Second, compare your findings to your own offerings. Do you currently have products or services that are different? If you meet but don’t diverge from industry standards, where is there opportunity to do just that?
Third, implement, incorporate, and embody this difference. Your advertising should speak to those two or three factors that make you stand out from the rest. Your people should be able to speak to why their company is unique (as a bonus, this gives a morale boost as well). Your clients should understand why your product or service uniquely meets their needs.
I was no longer just another guy out there. I was the entrepreneurial, ballroom dancing, MMA fighter who got on your nerves a bit but also made you laugh. I turned some people off instantly, and others, well…
Now that you have your two foundational elements of your unique selling proposition focused and clarified, it’s time to put them to use.
The Three Influential Elements
After all that, we don’t even have a USP yet. This is why it isn’t cheap or easy to get a powerful unique selling proposition. It’s exhausting. But, the return-on-investment is tremendous.
So, why don’t we start building the USP? It comes down to three main components of influence: a unique angle, risk removal, and a timeframe.
1. Unique Angle
How will you show your clients that you are a unique company that delivers tremendous value to them?
You have a tremendous amount of options for this. And since you already invested in learning who your ideal client is and what you are selling, you know how to frame this unique angle.
I’ll share a few ideas with you, but it’s up to you to be creative and focused on your unique situation.
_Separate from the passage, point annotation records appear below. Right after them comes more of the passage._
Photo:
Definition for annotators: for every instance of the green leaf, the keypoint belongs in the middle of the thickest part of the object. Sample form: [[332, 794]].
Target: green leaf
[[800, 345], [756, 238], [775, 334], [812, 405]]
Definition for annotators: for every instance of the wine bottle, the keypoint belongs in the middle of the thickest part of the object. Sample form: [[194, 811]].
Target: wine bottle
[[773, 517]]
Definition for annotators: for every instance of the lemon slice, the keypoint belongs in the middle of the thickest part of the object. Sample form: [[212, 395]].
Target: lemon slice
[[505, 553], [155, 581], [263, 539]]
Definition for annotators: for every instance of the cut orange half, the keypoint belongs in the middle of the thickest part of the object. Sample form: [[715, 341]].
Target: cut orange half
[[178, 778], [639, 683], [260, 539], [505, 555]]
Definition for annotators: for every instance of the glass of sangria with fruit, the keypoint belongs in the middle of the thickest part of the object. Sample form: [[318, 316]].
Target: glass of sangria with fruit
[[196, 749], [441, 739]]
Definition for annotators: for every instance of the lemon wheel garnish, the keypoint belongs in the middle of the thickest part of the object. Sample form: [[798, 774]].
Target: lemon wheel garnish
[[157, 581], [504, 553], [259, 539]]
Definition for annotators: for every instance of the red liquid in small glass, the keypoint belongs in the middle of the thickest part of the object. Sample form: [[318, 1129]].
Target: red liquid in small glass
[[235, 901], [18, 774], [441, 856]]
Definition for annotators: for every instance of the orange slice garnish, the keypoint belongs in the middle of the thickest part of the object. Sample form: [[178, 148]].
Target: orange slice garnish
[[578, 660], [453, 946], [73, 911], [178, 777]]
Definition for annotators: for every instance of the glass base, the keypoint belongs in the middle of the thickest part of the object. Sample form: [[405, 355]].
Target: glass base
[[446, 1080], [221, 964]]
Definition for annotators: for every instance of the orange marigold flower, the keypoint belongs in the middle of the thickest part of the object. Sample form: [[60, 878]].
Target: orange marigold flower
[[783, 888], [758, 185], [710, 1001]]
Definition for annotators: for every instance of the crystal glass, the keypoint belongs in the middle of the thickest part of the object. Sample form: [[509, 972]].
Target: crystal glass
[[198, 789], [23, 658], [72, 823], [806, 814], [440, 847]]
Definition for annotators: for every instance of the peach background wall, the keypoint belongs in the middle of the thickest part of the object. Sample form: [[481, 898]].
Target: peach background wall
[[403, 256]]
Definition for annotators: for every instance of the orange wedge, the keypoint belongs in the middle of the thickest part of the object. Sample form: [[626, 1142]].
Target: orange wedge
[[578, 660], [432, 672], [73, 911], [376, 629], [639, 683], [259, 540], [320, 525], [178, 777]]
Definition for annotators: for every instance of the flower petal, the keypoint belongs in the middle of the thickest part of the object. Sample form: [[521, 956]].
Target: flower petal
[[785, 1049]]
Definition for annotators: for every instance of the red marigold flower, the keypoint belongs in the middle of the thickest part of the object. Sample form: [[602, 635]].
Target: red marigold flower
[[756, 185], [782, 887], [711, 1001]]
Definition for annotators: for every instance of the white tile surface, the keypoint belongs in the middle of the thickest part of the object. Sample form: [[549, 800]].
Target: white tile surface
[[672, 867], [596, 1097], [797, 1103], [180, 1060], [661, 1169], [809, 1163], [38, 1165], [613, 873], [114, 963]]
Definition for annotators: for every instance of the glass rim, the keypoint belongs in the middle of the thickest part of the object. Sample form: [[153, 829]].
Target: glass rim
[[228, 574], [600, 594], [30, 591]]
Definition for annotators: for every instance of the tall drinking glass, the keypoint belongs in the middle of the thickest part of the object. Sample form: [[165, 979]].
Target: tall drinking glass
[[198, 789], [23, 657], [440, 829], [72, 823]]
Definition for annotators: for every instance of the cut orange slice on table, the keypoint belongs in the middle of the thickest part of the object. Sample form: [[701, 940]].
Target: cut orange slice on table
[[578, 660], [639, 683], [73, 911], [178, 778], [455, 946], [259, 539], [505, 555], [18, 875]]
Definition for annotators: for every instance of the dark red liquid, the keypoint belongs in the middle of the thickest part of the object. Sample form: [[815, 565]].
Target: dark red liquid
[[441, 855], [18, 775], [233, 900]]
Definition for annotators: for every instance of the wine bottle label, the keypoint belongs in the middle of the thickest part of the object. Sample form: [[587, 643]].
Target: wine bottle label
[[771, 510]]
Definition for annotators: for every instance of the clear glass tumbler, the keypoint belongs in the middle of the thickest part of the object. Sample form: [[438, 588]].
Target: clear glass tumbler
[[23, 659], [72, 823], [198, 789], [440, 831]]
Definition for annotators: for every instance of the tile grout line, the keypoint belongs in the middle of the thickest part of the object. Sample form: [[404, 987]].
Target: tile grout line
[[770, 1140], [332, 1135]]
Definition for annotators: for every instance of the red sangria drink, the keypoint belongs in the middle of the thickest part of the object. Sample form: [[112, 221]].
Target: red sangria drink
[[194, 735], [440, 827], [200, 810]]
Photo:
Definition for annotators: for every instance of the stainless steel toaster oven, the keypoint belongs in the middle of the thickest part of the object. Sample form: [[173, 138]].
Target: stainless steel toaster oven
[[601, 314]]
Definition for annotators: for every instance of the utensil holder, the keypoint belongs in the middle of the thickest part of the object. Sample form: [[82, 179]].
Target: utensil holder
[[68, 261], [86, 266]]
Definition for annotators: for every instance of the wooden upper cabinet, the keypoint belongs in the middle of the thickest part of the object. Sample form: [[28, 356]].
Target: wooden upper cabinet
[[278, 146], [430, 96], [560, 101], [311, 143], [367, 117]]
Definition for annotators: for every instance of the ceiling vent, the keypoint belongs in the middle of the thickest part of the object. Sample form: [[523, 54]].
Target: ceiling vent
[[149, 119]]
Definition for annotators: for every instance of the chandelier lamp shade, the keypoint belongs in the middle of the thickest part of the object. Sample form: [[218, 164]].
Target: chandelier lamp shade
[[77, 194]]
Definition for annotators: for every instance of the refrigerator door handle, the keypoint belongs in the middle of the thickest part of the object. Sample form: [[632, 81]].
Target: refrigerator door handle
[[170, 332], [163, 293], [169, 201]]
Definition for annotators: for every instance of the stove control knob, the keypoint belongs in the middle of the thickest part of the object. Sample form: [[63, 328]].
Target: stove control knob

- Your experience – have you found success with notable companies? do you have a few decades in the business?
- Your special sauce – is your technology patented? do you have a secret recipe that no one can replicate?
- Your outcome – does every client get the outcome that they want? are you able to provide an outcome no one else can?
- Your bundle – do you remove the hassle of working with a portfolio of companies by offering a bundle of services in one place?
- Your exclusivity – do your clients appreciate a certain status or novelty working with you?
- Your method – if your process is what you’re selling, this may make sense. Is how you deliver your offerings so special that you are known for it?
- Your ease – do you take pain out of the equation by providing a done-for-you product or service?
- Your customization – do you offer a level of personalized focus that competitors overlook?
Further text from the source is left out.